Gully erosion is one of the most complicated and destructive forms of water erosion. In order to prevent this erosion, the important factors controlling gully heads must be understood. This paper examines gully head advancement in the Hableh Rood Basin, Iran by (1) observing gully head advance between 1957 and 2005 using field studies, aerial photography and GIS analysis and: (2) applying and evaluating widely used experimental models including the, Thompson (Trans ASAE 7(1):54–55, 1964), SCS (I) and SCS (II) models, for estimating migrating headcuts over the study period. The results showed that the highest mean gully advancement (0.26 m year^− 1) took place during the 1956–1967 period, with most gullies having lower and steady headcut retreat rates between 1967–2000 (0.21 m year^− 1) and 2000–2005 (0.15 m year^− 1).

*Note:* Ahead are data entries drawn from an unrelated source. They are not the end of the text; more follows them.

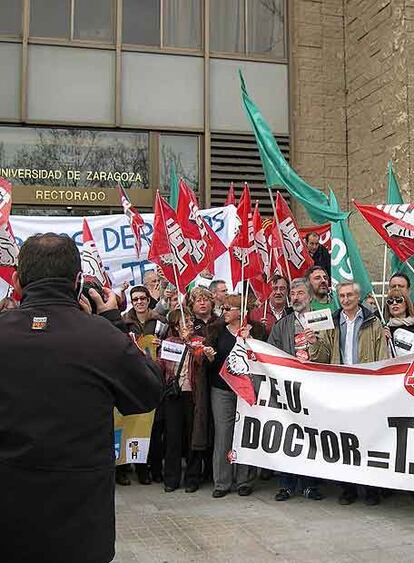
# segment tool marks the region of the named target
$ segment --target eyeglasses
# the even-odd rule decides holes
[[[131,301],[132,303],[137,303],[138,301],[148,301],[148,297],[133,297]]]
[[[240,311],[240,307],[229,307],[228,305],[225,305],[223,307],[223,311]]]
[[[404,303],[404,301],[404,297],[388,297],[387,305],[393,305],[394,303],[401,305],[401,303]]]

This suggests that the majority of gullies in the study area were still in the early stages of formation in the first study period and their formation may be linked to land use or climatic changes pre 1956. Analysis of the correlation between environmental characteristics of the study area and gully advancement indicated that the upslope area of head cuts and soluble mineral content of the soil were the two most important factors influencing the spatial and temporal variation of gully longitudinal development. Results of multiple regression revealed that the simple relation including upslope area and soluble minerals can explain 93% of total variance and relatively reflects the effects of runoff and waterfall process for headcut retreat. Application of statistical error analysis to evaluate the four gully advancement models showed that in comparison to other models, the second model of SCS has more reliable results for predicting longitudinal gully advancement in this study area and other similar regions. However, this study indicates that future modelling in the region should consider the role of soil soluble mineral content in predicting gully advancement.